企業ビジネスの変革スピードを迅速化するITアーキテクチャとは

IT Initiative Day 2011.5.27 野村総合研究所 上野哲志氏 講演レポート


翔泳社主催『IT Initiative Day ビジネス再構築のためのIT基盤』(5月27日品川フロントビル)のセッションの内容をお届けする。早急な事業の再構築と成長維持が問われるこれからの時代にあって、これまでの手法を駆使し、さらに乗り越えるためのITシステム構築が求められている。事業環境や企業組織の違いによってSOA、BPM、MDMなどの手法をどのように選択・適用していくのか。野村総合研究所の上野哲志氏は、ITシステム再構築における検討のプロセスや、アーキテクチャの考え方を事例にもとづいて紹介した。

競争優位を実現するITライフサイクルとは

株式会社野村総合研究所 システムコンサルティング事業本部 ITアーキテクチャーコンサルティング部 上野哲志氏
株式会社野村総合研究所 システムコンサルティング事業本部 ITアーキテクチャーコンサルティング部 上野哲志氏

 野村総合研究所(NRI)の上野哲志氏は、セッションの冒頭、東日本大震災発生後に作成されたサイト「Sinsai.Info」を紹介した。震災時の位置情報とツイッターのつぶやきなどをセットにしたもので、「この病院では今、こういうことに困っている」などの情報を共有できる。これはボランティアが、ニュージーランド地震の際にも多方面より活用されたクラウドソーシングツールUshahidiで構築したもので、上野氏が注目したのは、サイトが震災発生日の19時には立ち上がっていたという事実だ。上野氏は「これこそビジネスが求めている要件、スピード感ではないか」と指摘する。

 一方、実際のビジネスでは、せっかく良いアイデアがあるのに、提供システムの開発に手間取った結果、ライバル企業に出し抜かれてしまう、というような事例も見ることができる。これは、従来の開発手法が、時代が求めるスピードを実現できていないことを意味している。

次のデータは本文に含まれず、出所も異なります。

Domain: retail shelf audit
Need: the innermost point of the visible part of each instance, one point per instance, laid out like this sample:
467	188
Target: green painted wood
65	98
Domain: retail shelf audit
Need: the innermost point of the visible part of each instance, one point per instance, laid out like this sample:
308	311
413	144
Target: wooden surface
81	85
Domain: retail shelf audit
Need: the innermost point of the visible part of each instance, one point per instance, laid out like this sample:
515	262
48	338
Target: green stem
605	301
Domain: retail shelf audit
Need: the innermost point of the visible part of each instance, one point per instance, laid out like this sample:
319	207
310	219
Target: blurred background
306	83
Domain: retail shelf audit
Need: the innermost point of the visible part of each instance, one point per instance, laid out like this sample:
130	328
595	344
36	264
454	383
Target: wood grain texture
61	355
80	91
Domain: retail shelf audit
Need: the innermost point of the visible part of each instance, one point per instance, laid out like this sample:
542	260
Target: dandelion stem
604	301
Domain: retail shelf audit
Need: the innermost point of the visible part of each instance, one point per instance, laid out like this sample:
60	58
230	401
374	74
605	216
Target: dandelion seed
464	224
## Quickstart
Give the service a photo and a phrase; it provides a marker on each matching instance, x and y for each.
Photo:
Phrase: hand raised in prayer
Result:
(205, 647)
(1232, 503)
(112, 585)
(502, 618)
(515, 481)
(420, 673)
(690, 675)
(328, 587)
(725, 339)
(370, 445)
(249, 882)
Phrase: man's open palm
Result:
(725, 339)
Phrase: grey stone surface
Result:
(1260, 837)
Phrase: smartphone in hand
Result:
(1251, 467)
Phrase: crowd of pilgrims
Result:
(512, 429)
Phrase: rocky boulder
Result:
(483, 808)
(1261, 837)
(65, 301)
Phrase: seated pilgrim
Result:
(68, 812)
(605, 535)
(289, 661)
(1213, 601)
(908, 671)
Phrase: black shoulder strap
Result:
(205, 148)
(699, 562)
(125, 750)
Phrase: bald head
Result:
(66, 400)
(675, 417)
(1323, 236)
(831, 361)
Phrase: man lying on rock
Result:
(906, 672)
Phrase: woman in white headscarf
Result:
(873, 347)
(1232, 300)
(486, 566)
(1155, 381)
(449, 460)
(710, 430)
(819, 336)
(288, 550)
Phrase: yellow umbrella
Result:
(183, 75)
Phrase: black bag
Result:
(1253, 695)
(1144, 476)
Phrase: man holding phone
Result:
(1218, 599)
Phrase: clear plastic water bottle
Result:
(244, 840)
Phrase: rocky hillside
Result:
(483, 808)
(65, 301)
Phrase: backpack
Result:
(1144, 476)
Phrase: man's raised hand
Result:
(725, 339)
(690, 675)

 では、スピードが速く、競争優位性を実現するITライフサイクルとはどういうものか。それをNRIではQuickWinと呼んでいるのだが、大きく3つのスピード化のポイントがある。まず導入をスピーディに行う。維持局面では、変化への対応を柔軟に行う。導入したものを陳腐化させずに、価値を保ち、向上させながら使い続けていく。そして、コモディティ化や不要になった際には、迅速に捨てる。

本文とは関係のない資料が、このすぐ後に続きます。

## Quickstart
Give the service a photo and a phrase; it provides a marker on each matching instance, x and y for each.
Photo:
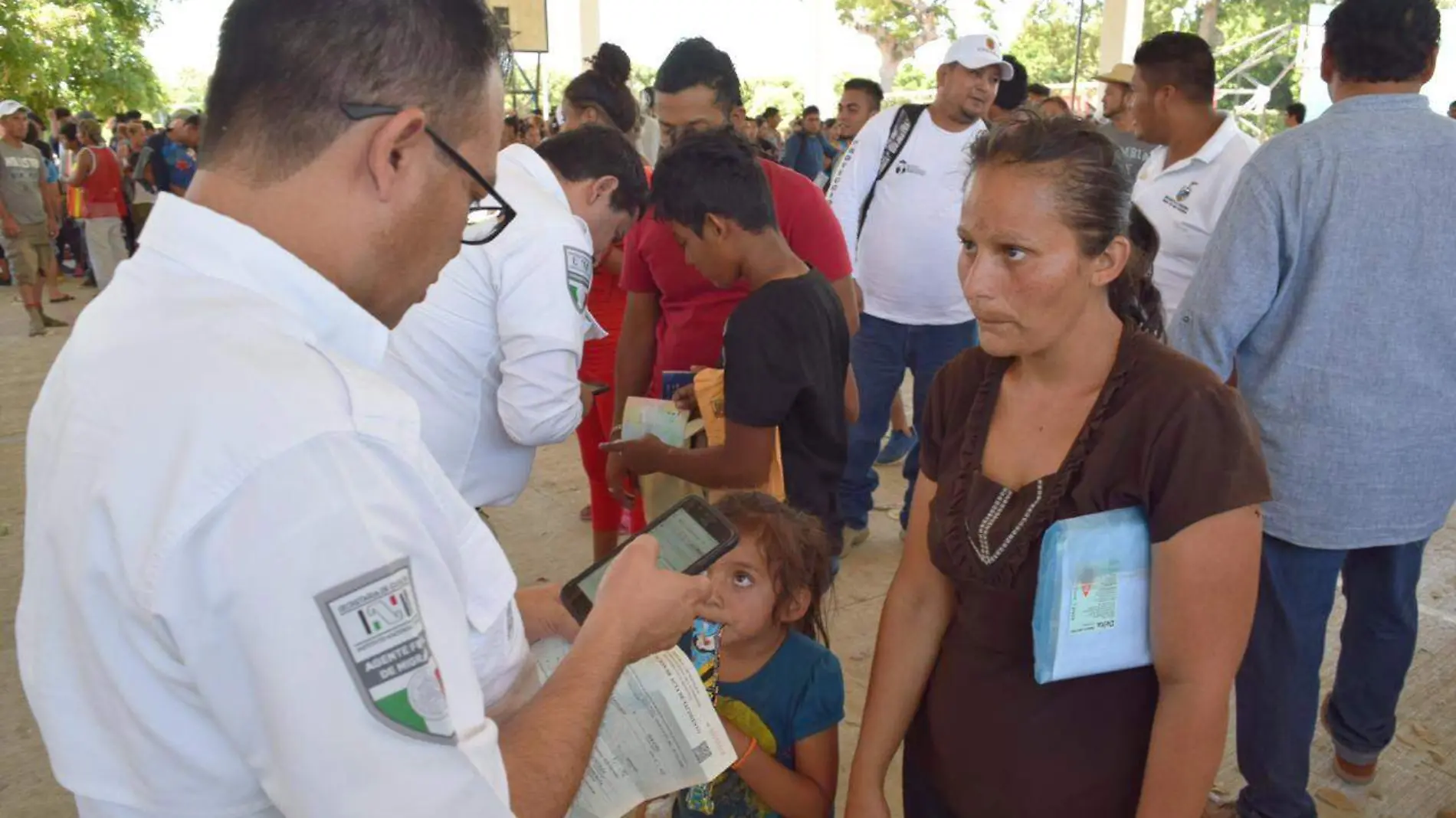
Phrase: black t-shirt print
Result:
(785, 360)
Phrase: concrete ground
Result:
(546, 542)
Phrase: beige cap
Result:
(1120, 73)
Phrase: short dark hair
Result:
(1012, 93)
(1179, 60)
(699, 63)
(284, 67)
(1383, 41)
(871, 87)
(593, 152)
(713, 172)
(605, 87)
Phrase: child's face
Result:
(743, 594)
(707, 254)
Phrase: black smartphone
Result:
(692, 536)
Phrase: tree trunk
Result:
(888, 69)
(1210, 22)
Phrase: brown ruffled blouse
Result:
(1166, 436)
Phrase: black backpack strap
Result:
(900, 130)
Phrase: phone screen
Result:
(682, 539)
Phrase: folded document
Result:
(1091, 612)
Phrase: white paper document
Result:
(660, 734)
(644, 417)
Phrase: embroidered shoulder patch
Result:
(376, 625)
(579, 277)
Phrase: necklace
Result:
(983, 546)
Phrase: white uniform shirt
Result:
(907, 254)
(1184, 203)
(491, 354)
(221, 499)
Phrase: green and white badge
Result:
(579, 277)
(376, 623)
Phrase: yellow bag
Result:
(710, 389)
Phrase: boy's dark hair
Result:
(605, 87)
(284, 67)
(713, 172)
(1012, 93)
(593, 152)
(795, 548)
(871, 87)
(699, 63)
(1181, 60)
(1383, 41)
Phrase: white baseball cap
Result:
(976, 51)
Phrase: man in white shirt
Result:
(249, 590)
(897, 195)
(491, 354)
(1190, 176)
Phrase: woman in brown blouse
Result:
(1071, 407)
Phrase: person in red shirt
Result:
(600, 95)
(674, 318)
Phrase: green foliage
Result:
(189, 89)
(902, 21)
(1241, 19)
(773, 92)
(909, 77)
(84, 54)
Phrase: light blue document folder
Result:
(1091, 612)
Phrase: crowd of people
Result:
(281, 414)
(77, 189)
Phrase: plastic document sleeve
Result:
(1092, 604)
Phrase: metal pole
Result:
(1077, 66)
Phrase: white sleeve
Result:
(539, 313)
(320, 623)
(855, 176)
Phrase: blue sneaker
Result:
(896, 449)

アジャイル開発とSOAで競争力領域のシステムを再構築

マーチャンダイジングの柔軟な運営を実現した小売業A社
マーチャンダイジングの柔軟な運営を実現した小売業A社

 ここで上野氏はスピードを手に入れるため、システムの再構築に取り組んだ企業の事例を紹介した。製品開発から販売まで行っている小売業のA社は、要件定義の部分はIT部門で行い、開発は4社のベンダーに分担を分けてアウトソースしていた。それぞれに業務ノウハウも蓄積され、非常に安定したパフォーマンスを出していたのだが、ビジネス環境の変化で、従来の領域を越えた連携が求められるようになってきた。そうなるとベンダー縦割りのアウトソースでは、クロスした施策を打ち出すのに時間がかかる。

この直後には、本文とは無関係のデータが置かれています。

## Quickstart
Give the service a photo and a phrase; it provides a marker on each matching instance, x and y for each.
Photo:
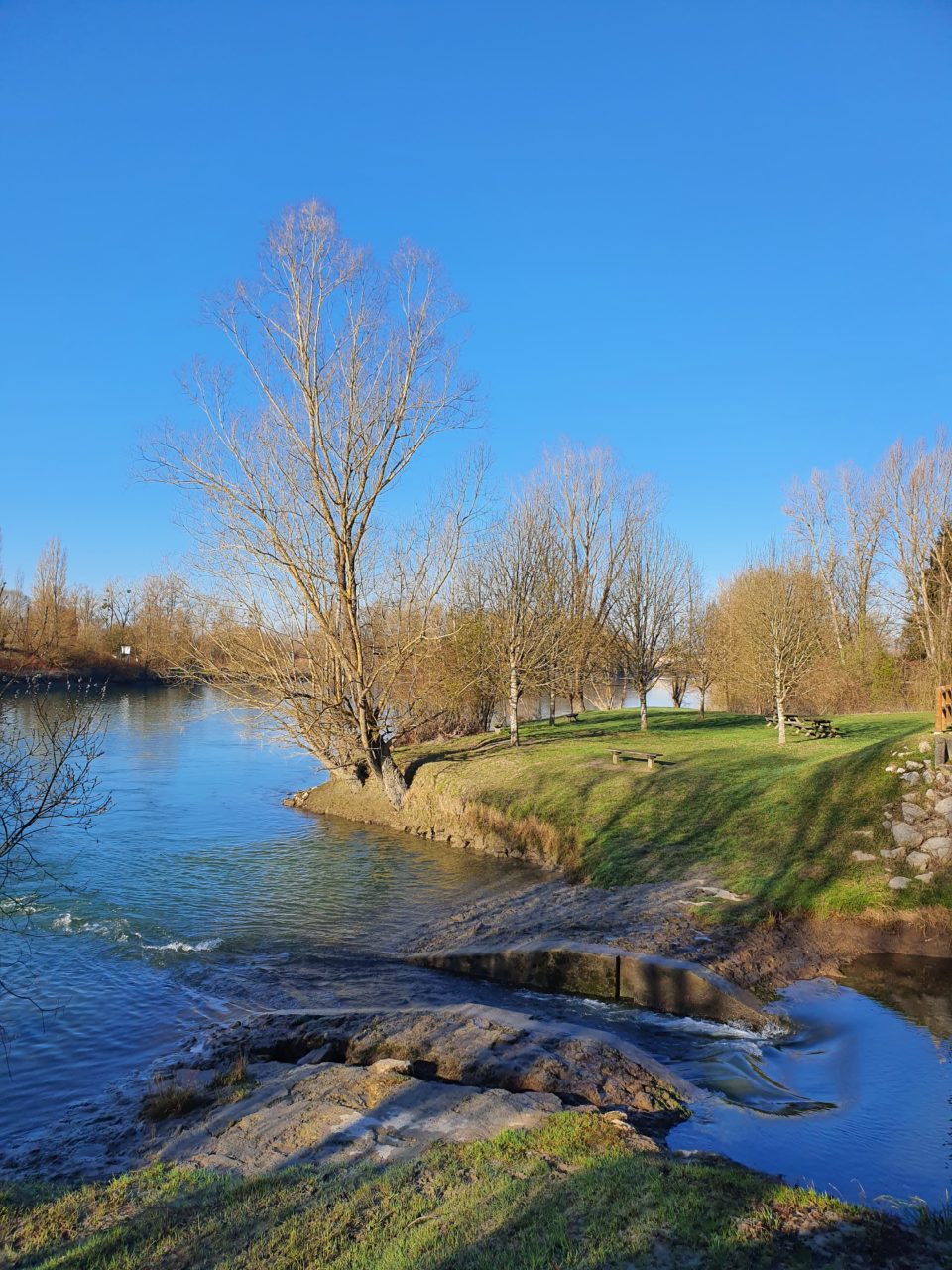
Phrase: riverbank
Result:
(774, 826)
(368, 1141)
(575, 1192)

 そこで、企画・開発・生産・供給・期中コントロールといったマーチャンダイジングの柔軟な運営こそが競争力の源泉と見極めたA社では、事業領域を横断するマーチャンダイジングシステムを内製することを決断した。IT部門がビジネス部門と密着してWebベースのシステムを開発し、7割の出来で現場に投入。1~2週間試行して、その結果を戻す。まさにアジャイル開発を導入していった。結果として改善のサイクルが、月単位で行われていたものが、週単位の回転に変わった。付随してシステム規模が、20分の1以下になり、ITコストが売上高比約2%だったものが1%以下と50%削減できた。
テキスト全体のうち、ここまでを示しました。